Nurses carry around clipboards and write down everything you do.  They check on you every 15 minutes.  And each time, they record exactly what you're doing.  What and how much you eat is recorded.  How much you talked during "group therapy" is written down.  If you were taking your meds, eating, interacting, sleeping, and bathing it was signs that you were "healthy" again.  The more you did, the sooner you left.  I spent 4 days in the hospital.  It felt like forever.  I probably should have been there longer, but I don't know if I could have handled anymore.

In my 4 days, I learned a lot about myself.  I learned that asking for help is one of the hardest things you'll ever do.  I learned that what I thought was my biggest weakness, was actually my biggest strength.  I also learned to hate the mental health system.  The rules that govern it are strict and generally unnecessary.  Without insurance, there's no way to obtain any sort of care unless you go directly to the hospital, which is VERY expensive.

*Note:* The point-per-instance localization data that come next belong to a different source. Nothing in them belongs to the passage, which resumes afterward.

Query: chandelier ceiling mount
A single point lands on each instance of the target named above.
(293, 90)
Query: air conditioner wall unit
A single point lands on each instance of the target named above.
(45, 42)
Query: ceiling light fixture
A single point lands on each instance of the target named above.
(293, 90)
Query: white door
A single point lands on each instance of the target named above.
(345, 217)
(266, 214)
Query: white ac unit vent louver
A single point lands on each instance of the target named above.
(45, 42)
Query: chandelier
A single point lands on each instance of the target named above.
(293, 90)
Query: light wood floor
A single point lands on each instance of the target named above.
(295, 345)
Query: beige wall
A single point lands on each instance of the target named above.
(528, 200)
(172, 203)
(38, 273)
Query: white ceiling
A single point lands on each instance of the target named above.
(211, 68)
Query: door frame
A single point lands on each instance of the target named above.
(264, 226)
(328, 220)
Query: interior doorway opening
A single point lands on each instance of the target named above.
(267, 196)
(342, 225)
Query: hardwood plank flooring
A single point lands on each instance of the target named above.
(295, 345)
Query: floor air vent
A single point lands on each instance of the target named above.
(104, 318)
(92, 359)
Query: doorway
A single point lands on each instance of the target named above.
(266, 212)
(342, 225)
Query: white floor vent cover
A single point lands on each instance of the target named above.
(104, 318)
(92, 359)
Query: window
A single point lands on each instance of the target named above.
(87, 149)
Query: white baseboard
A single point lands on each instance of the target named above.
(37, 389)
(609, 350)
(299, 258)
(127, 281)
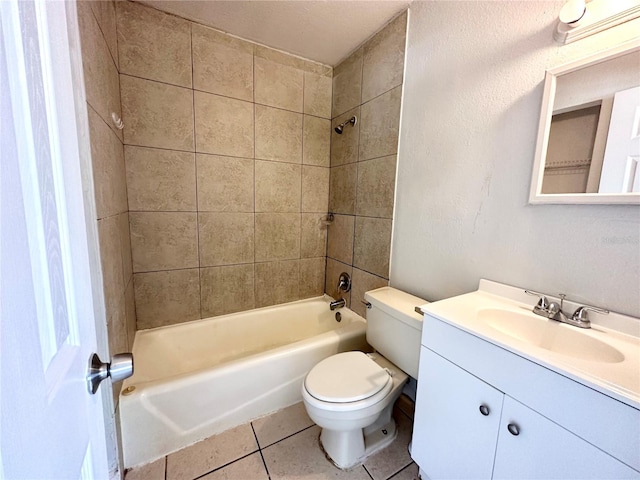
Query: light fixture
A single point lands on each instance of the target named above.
(578, 19)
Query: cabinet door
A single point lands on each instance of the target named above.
(451, 437)
(544, 450)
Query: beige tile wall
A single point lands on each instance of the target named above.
(97, 22)
(227, 156)
(368, 84)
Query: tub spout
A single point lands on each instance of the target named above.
(337, 304)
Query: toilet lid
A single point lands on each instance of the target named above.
(346, 377)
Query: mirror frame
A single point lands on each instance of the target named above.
(535, 194)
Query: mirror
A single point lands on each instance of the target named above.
(588, 148)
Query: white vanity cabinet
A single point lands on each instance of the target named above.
(477, 416)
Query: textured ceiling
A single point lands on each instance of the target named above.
(324, 31)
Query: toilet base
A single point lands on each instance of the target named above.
(348, 448)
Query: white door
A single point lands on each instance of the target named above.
(541, 449)
(50, 426)
(620, 169)
(456, 423)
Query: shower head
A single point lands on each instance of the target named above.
(353, 120)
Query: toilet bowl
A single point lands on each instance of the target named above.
(351, 395)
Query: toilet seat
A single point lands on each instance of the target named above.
(348, 378)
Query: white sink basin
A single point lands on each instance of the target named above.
(550, 335)
(605, 357)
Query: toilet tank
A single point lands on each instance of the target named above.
(394, 328)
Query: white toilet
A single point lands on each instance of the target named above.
(351, 395)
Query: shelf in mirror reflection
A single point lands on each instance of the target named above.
(589, 134)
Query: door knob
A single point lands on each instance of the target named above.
(121, 367)
(513, 429)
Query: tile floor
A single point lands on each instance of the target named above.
(281, 446)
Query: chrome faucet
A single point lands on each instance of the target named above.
(554, 311)
(344, 285)
(341, 302)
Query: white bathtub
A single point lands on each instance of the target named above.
(196, 379)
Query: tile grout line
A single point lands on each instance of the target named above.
(195, 164)
(264, 463)
(255, 182)
(225, 465)
(365, 469)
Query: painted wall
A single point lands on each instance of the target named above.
(227, 168)
(368, 84)
(473, 90)
(97, 22)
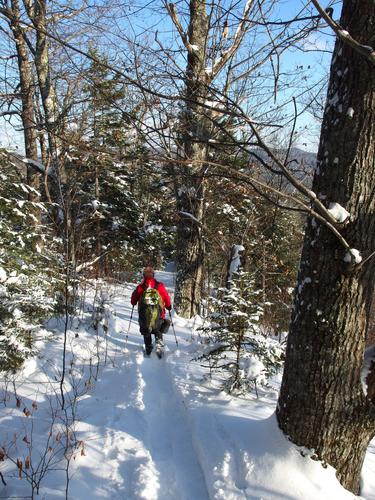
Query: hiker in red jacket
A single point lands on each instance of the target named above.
(149, 282)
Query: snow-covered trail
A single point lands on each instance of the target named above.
(150, 429)
(142, 446)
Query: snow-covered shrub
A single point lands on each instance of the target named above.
(27, 264)
(236, 345)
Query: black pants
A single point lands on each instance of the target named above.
(147, 336)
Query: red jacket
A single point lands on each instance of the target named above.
(150, 283)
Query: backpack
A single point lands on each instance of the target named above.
(150, 307)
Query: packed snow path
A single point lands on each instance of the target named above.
(146, 446)
(150, 429)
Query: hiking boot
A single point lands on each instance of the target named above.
(149, 349)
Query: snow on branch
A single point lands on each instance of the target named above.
(240, 31)
(85, 265)
(171, 8)
(338, 212)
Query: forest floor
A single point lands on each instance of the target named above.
(146, 428)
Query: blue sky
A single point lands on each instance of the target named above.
(311, 64)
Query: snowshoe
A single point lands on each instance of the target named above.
(159, 349)
(148, 350)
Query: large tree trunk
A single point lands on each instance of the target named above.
(37, 12)
(322, 405)
(27, 98)
(190, 186)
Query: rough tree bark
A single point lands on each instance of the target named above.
(196, 129)
(27, 98)
(322, 405)
(190, 186)
(37, 12)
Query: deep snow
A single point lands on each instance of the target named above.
(149, 428)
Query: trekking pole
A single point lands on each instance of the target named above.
(130, 322)
(174, 331)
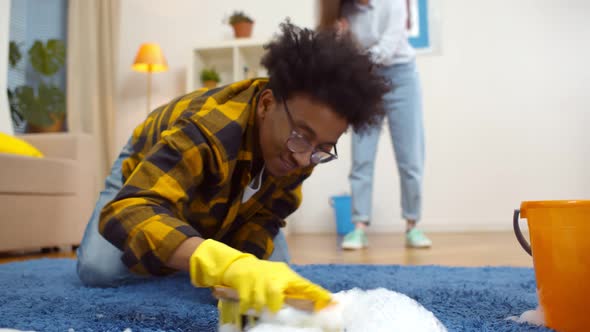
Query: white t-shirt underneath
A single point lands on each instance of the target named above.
(253, 187)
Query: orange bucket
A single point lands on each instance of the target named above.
(560, 241)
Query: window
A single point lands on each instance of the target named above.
(37, 79)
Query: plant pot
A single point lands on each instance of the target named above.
(56, 127)
(210, 84)
(243, 29)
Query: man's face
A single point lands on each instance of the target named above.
(289, 134)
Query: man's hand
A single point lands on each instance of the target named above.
(260, 284)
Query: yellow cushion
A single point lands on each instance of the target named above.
(15, 145)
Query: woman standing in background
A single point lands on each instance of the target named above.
(380, 28)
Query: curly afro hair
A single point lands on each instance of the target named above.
(330, 68)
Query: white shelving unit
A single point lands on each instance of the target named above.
(235, 60)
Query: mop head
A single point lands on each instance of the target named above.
(376, 310)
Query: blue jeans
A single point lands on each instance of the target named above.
(99, 262)
(404, 115)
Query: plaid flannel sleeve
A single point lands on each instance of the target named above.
(145, 219)
(256, 234)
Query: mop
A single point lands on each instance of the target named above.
(355, 310)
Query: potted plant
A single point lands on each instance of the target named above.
(43, 104)
(242, 24)
(210, 78)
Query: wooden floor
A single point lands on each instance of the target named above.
(453, 249)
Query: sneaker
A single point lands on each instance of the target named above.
(415, 238)
(356, 239)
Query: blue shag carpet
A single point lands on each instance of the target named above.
(46, 295)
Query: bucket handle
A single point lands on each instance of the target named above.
(523, 242)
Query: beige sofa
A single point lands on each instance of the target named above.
(46, 202)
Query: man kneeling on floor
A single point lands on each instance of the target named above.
(205, 182)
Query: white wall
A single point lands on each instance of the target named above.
(506, 104)
(5, 119)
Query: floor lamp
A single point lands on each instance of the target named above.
(149, 59)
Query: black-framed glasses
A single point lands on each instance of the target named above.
(297, 143)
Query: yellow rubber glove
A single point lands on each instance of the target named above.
(260, 284)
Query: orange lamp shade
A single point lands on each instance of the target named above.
(150, 58)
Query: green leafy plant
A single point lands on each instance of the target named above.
(210, 75)
(239, 16)
(42, 104)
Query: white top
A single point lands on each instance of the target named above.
(380, 28)
(253, 187)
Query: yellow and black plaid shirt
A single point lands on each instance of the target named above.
(191, 162)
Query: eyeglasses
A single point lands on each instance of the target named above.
(297, 143)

I've been hospitalized a total of 5 times and I've been labeled with a million different diagnoses.  I've given you details about the first hospitalization.  The second was pretty similar.  The third, I was referred by my therapist who thought I was acting a little "too apathetic."  The forth, I was in an intensive outpatient program that tended to make me more depressed.  And the fifth, I overdosed on benzos.   It's been a year since my last hospitalization and, this sounds cliche, I really do feel like a whole new person.  For a while, I thought Prozac saved my life.  Don't get me wrong, medications do help, but what saved my life was the strength that I found within the walls of that hospital and the support that I found outside of the hospital.  I wouldn't be here today without a handful of people...and they all know how true that statement is.

So, that's what has brought me here today.  My wife is currently obtaining her master's degree in Clinical Mental Health Counseling.  Based on the events of our past two years, we've felt an overwhelming desire to dive into the mental health world.  We really want to help people.  There were times when I, as an insured individual, could not obtain my medications because of the lack of resources available in the mental health field.  Now, as an uninsured individual, it is still difficult to receive medications and counseling.  My therapist and I are constantly coming up with loopholes to make sure I receive the care that keeps me "stable."  We've decided even if it takes 10 years and we only help one person, it will be SO worth it.  It's something we're passionate about and something we can be proud of.  We aren't naive enough to think that this will happen over night and we aren't expecting to be able to save the world.  But we are proud to stand up for a community that needs an advocate.  

These are real people with real stories of strength.  This is my story.  This is my truth.

-Leah 

1 comment:

  1. You are so strong! I am so glad to know that you and Jordan will be advocating for Mental Health world. I plan to fight for its rights as well. Stay strong.